Le notre est originaire d'Amérique, on en a retrouvé dans des tombes au Pérou. Il arrive en Europe parmi les quantités de produits nouveaux rapportés du nouveau monde. On en offre quelques graines au Pape Clément VII, Jules de Médicis lequel, ne sachant trop qu'en faire, en fait cadeau à un chanoine italien Pietro Valeriano qui se pique de botanique.

 

Il n'y voit d'abord qu'une simple curiosité. Il cultive ces quelques graines en pot et s'aperçoit qu'elles fournissent un légume à reproduction rapide et qui ne manque pas de qualités nutritives.

Il en offre à Alexandre de Médicis, à Florence, lequel le fait cultiver et en remet quelques sacs à sa soeur Catherine qui les emporte dans ses volumineux bagages. Bagages que nous venons d'évoquer, lors de son mariage en France en 1533.

Ce légume nouveau suscite aussitôt un vif intérêt, mais, curieusement, n'a pas  encore reçu de nom français.

Or, depuis bien des siècles, on connaissait en France la recette de ce que l'on appelait le " Haricot de mouton ". Un document daté de 1393 nous en donne déjà le détail.
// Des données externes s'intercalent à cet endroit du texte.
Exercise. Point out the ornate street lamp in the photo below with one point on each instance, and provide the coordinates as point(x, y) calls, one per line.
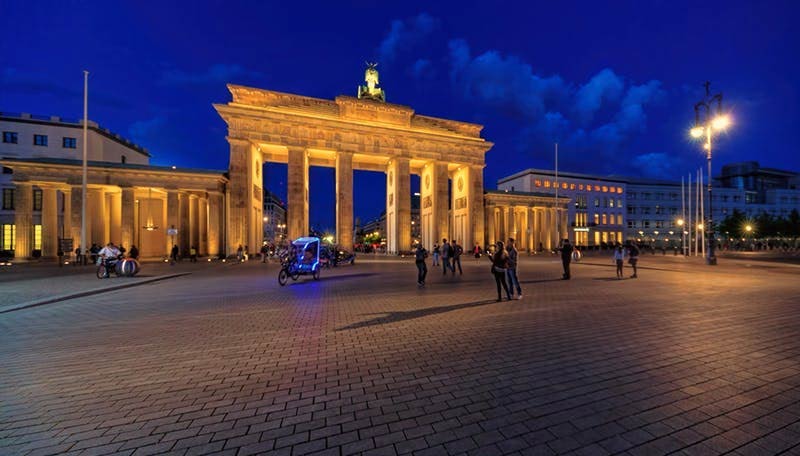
point(704, 125)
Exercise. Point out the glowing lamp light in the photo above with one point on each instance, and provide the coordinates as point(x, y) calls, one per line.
point(721, 122)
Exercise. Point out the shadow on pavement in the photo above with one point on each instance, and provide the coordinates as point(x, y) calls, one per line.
point(324, 278)
point(393, 317)
point(540, 280)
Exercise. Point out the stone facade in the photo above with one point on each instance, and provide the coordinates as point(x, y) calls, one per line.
point(351, 134)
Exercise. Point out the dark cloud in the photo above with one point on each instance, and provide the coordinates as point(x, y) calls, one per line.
point(598, 119)
point(404, 35)
point(219, 73)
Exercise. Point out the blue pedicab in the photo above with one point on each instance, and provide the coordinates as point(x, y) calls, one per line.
point(302, 259)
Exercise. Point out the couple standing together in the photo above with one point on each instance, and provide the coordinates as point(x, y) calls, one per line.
point(504, 269)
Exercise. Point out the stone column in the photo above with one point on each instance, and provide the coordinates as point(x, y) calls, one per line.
point(194, 221)
point(512, 223)
point(183, 224)
point(398, 206)
point(344, 200)
point(214, 223)
point(239, 193)
point(297, 193)
point(66, 231)
point(127, 218)
point(98, 221)
point(23, 219)
point(491, 238)
point(476, 229)
point(529, 229)
point(172, 218)
point(49, 223)
point(115, 218)
point(202, 226)
point(75, 216)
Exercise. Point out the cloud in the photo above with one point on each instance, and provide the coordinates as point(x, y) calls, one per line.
point(146, 132)
point(219, 73)
point(596, 120)
point(422, 69)
point(504, 83)
point(605, 86)
point(404, 35)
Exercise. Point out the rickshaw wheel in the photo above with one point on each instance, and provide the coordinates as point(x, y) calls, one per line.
point(283, 277)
Ce mot de " Haricot " vient du vieux français " Haricoter " qui signifie " couper en morceaux ". Or c'est bien ce que l'on faisait dans cette ancienne recette dans laquelle entrait du mouton découpé en petits dés.

On y ajoutait : des navets, des oignons et des fèves. Et l'on s'aperçoit très vite que, dans cette préparation, le nouveau légume sans nom remplace avantageusement les fèves. On va donc l'appeler " fève de haricot " qui s'abrègera bientôt en " haricot " tout court.

Je vous avais bien dit qu'il s'agissait d'une curieuse histoire.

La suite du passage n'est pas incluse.